GNU/Linux Desktop Survival Guide
by Graham Williams |
|||||
SSH Tunnelling |
Tunnelling allows connections to be made to remote services through an encrypted connection. This is useful if there is a firewall preventing your access to a server from one machine, but you do have access to the server from another machine to which you can use ssh to connect.
Ssh uses port forwarding to establish a connection between a local port and the port which runs the service to be tunnelled on the remote machine (which might be POP or FTP or HTTPS, for example). Once port forwarding is set up you connect to the local port which then forwards the connection through ssh to the remote port. That is, all requests sent to the local port are forwarded to the remote port and thus encrypted, and from the remote port it appears you are actually on that remote host.
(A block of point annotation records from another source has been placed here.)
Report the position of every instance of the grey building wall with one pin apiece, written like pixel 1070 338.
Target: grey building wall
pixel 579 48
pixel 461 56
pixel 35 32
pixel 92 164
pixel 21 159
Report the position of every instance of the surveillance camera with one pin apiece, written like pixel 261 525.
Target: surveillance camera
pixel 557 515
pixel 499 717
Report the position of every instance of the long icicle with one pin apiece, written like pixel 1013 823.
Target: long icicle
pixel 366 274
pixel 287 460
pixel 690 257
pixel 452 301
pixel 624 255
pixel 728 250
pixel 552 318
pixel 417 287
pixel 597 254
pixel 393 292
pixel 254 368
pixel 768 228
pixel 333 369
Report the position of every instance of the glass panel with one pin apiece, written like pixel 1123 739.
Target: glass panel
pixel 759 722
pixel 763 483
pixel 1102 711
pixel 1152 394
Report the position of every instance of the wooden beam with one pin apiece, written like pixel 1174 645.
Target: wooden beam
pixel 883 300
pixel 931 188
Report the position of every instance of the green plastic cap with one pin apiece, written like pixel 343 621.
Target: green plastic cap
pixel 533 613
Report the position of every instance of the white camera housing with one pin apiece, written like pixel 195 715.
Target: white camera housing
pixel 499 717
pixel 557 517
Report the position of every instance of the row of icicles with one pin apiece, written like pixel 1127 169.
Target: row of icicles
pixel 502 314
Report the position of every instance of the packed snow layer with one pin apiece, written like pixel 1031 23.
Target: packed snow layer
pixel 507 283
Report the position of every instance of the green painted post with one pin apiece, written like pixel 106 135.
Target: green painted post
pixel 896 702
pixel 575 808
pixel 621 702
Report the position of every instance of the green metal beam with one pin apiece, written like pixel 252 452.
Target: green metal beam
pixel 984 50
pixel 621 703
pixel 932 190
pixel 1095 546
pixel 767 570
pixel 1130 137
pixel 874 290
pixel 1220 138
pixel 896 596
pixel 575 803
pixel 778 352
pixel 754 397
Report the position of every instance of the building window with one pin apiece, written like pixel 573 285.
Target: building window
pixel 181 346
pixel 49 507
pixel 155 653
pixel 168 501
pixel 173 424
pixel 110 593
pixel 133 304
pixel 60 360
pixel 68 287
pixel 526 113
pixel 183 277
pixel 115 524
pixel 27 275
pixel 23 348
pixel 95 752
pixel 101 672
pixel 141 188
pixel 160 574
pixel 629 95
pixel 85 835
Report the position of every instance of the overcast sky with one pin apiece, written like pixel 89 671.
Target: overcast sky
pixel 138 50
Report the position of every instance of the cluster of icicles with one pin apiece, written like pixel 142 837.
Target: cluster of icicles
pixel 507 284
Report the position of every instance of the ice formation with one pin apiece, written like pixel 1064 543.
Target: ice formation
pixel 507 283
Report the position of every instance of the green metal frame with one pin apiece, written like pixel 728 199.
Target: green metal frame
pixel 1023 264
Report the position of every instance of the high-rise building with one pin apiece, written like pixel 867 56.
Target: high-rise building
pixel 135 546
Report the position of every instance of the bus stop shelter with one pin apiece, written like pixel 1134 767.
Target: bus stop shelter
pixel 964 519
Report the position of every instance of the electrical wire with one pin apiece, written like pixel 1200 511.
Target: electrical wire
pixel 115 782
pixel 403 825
Tunnelling requires the remote host to be running an ssh server, which can be checked using telnet to connect to port 22:
$ telnet lynx.togaware.com 22 |
You will either receive a message stating the version of the remote ssh server or an error message similar to:
telnet: Unable to connect to remote host: Connection refused |
The ssh syntax for port forwarding is:
$ ssh -f [kayon@alpine] -L [local port]:[alpine]:[remote port] [command] |
A useful example is tunnelling of POP as described in Section 24.10. We list a number of actual examples here:
Suppose you want to access your secure https server from outside the secure network. The https server uses port 443. suppose you have ssh access to host lynx. Establish the tunnel with:
$ ssh -2 -n -N -f -a -C -L 5443:admin.hq.togaware.com:443 lynx sleep 1000d |
Then you can access this firewall protected HTTPS server locally through https://localhost:5443/.
Here's an example using POP:
$ ssh -2 -n -N -f -a -L 5143:mail-bt:143 lynx sleep 1000d |
Then you can access the POP server on your local machine.